Jarik’s eyes widened when Bron shoved the limp Disaris into his arms. “Hold her,” Bron ordered. “Keep moving. I’ll take care of the vermin on the battlements.”

He didn’t wait for his second’s response, spinning about to call an order. “Make light!” Two of the soldiers in the back of the bulwark pivoted sideways, opening a gap for him to slip through before closing again. The spell he uttered was as familiar to him as his favorite tunic and just as well-worn. Invisible jets of air blasted from his palms, sending up geysers of pebbles and other debris that pelted anyone close by, blinding them so they faltered in their attacks.

Another spell followed the first, this one birthing a trio of whirlwinds that spun around each other like the palace dancers who entertained the king of Daes. Just as graceful, just as agile, and just as deadly. They sang in whispering voices, arcane lullabies that soothed demons and flung men into walls and each other like poppets tossed aside by bored children. Standing in a protective column of air that warped arrow flight and scattered those projectiles in every direction, Bron assessed the battlefield before him. A ragged line of Daggermen archers stood on the remains of a battlement, their nocked arrows aimed towardhim as they waited for the miasma to clear and allow them an unimpeded view of the battle mage known as the Moon Raven.

He didn’t give them a chance, releasing a third spell – a shock wave of air that dropped the temperature around him, popped his ears, and swatted the archers off the rampart as if they were no more than pesky flies before a giant hand. Cheers from his fellow soldiers followed him as he raced back toward the bulwark. “Forward!” he shouted, flinging himself into the narrow opening made by the same pair of soldiers until he was ensconced in the center.

When Bron held out his arms, Jarik silently returned his burden to his commander and resumed his position in the shield wall. Their rhythm never faltered, and they reached the gate without further attacks.

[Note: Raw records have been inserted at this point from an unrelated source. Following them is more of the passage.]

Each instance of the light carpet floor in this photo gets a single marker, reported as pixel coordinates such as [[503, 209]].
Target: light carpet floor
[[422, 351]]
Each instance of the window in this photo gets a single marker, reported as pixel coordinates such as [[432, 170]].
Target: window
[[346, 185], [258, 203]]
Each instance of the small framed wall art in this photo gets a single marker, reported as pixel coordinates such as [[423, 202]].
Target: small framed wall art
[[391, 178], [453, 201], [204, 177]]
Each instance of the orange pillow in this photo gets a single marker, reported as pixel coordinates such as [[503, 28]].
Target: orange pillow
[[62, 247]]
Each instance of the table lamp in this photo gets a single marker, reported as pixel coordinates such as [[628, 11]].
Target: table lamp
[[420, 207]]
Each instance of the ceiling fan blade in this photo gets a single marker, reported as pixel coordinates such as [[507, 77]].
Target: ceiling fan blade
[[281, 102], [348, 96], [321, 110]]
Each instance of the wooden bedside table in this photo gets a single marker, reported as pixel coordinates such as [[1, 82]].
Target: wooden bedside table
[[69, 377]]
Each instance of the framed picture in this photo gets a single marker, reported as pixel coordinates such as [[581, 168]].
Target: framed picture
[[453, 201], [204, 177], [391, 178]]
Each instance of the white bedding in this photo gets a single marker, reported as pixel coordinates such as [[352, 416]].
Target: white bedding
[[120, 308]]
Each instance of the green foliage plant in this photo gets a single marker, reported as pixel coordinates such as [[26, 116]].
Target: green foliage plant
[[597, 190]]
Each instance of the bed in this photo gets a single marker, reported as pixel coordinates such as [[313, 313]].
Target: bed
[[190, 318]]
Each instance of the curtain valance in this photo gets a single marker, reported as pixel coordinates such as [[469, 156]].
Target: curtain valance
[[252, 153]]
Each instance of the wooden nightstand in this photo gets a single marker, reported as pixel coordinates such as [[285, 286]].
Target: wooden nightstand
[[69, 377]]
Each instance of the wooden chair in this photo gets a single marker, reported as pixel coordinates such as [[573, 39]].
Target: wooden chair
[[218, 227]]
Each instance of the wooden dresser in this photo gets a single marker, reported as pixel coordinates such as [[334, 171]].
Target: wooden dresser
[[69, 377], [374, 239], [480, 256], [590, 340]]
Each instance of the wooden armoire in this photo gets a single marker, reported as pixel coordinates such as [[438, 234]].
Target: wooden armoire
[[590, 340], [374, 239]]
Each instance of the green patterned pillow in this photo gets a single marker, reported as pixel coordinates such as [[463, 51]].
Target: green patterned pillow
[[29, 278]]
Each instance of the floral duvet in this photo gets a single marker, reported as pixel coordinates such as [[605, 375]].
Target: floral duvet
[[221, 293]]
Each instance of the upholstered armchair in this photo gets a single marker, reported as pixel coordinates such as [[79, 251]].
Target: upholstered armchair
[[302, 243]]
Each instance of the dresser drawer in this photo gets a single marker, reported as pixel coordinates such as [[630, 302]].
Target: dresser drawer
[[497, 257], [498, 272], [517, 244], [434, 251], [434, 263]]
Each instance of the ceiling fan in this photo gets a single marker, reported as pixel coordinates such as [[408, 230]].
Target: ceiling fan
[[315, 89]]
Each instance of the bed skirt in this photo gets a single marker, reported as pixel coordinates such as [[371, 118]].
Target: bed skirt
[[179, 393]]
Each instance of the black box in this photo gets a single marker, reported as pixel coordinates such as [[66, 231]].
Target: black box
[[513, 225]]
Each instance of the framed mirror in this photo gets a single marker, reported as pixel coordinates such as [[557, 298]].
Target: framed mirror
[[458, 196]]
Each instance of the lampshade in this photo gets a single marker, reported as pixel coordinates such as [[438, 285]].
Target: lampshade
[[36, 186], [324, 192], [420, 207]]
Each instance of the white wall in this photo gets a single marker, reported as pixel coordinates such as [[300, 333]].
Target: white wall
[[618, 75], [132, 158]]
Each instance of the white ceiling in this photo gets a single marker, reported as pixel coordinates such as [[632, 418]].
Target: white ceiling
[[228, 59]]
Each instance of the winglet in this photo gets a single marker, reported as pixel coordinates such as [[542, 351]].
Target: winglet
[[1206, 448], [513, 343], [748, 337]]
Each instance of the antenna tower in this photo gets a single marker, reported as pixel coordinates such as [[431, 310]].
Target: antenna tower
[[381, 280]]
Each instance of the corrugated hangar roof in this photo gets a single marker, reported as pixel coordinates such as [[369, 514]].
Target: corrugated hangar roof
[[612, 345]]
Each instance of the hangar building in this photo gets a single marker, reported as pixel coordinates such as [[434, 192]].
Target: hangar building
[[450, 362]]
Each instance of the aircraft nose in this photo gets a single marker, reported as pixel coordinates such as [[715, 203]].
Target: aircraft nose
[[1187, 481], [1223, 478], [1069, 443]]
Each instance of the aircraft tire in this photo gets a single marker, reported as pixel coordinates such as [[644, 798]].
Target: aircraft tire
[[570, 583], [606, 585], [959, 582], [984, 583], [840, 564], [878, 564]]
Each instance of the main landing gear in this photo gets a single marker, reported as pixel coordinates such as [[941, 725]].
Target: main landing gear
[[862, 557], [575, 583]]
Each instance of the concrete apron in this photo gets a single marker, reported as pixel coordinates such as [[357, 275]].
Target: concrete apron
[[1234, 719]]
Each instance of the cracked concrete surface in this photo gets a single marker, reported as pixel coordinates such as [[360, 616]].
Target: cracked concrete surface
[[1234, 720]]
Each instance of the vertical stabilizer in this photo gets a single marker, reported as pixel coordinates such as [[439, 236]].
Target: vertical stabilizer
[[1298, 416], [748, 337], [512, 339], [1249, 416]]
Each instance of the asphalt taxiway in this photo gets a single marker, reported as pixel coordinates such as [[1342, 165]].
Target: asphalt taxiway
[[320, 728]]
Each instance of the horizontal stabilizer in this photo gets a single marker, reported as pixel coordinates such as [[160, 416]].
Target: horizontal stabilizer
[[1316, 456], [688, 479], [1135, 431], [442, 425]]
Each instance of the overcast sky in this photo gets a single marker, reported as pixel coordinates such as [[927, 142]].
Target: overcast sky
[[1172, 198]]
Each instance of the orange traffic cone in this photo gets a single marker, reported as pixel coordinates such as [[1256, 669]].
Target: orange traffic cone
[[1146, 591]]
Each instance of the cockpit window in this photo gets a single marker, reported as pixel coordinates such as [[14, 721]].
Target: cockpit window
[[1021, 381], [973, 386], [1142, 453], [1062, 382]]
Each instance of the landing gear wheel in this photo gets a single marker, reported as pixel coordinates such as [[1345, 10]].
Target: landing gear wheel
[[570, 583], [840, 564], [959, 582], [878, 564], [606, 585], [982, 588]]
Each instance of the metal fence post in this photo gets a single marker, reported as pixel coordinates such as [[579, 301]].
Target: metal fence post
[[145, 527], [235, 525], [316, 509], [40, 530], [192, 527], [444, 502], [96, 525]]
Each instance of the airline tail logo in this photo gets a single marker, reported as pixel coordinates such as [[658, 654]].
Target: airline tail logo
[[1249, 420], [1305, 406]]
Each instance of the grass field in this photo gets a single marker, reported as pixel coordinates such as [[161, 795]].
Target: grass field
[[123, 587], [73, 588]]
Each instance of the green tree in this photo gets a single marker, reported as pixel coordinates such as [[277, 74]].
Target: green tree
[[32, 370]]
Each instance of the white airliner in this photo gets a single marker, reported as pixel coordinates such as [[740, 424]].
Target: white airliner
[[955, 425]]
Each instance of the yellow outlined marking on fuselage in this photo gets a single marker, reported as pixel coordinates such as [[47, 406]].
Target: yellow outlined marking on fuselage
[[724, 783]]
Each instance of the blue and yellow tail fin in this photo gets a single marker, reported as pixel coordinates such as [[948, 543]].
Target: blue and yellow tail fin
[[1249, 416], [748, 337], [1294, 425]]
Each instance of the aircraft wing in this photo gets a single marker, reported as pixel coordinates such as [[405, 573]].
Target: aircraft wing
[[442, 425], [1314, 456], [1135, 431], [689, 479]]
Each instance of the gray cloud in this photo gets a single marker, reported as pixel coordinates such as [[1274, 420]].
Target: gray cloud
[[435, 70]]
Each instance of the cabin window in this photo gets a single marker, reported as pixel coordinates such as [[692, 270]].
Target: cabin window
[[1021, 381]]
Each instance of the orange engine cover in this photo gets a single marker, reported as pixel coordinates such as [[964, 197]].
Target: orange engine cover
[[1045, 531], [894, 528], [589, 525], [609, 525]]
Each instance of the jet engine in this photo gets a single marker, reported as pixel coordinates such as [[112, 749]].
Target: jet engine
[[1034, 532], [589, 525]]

“Funnel down!” This time Jarik called the order, and the square formation narrowed and lengthened into a column, allowing their group to pass through the gate and still keep the Moon Raven and his prize behind a protective barricade of shields.

Once past the gate, they continued at quickstep down the great ramp and past the siege engines the Daesin army had built to conquer the citadel. Bron held onto his patience, suppressing the urge to break from formation and hurtle down the remainder of the ramp with Disaris, tortured by the certainty that she suffered fatal injuries he couldn’t see. The medical camp was so close, yet so far away.

A lancing pain struck behind his eyes, blurring his vision for a moment. Cimejen had broken the orbis spell that allowed him to see what was happening through Bron’s eyes, a welcome sign that they were no longer in danger from attack.

Bron didn’t waste the opportunity. “Break formation!”

The funnel line broke apart, opening a clear path for him to sprint to the bottom of the ramp where he navigated past smallmountains of stone and forests of catapults manned by teams of ten men each.

Army camps didn’t always have medics embedded in their midst. The one Bron transferred from had relied on nearby village healers to set bones, sew wounds, nurse the sick, and help bury the dead. Bron was grateful that the general who commanded this long siege had insisted on a true medical camp, complete with surgeons, litter-bearers and gravediggers as well as tents designated for the wounded, the sick, and the convalescing.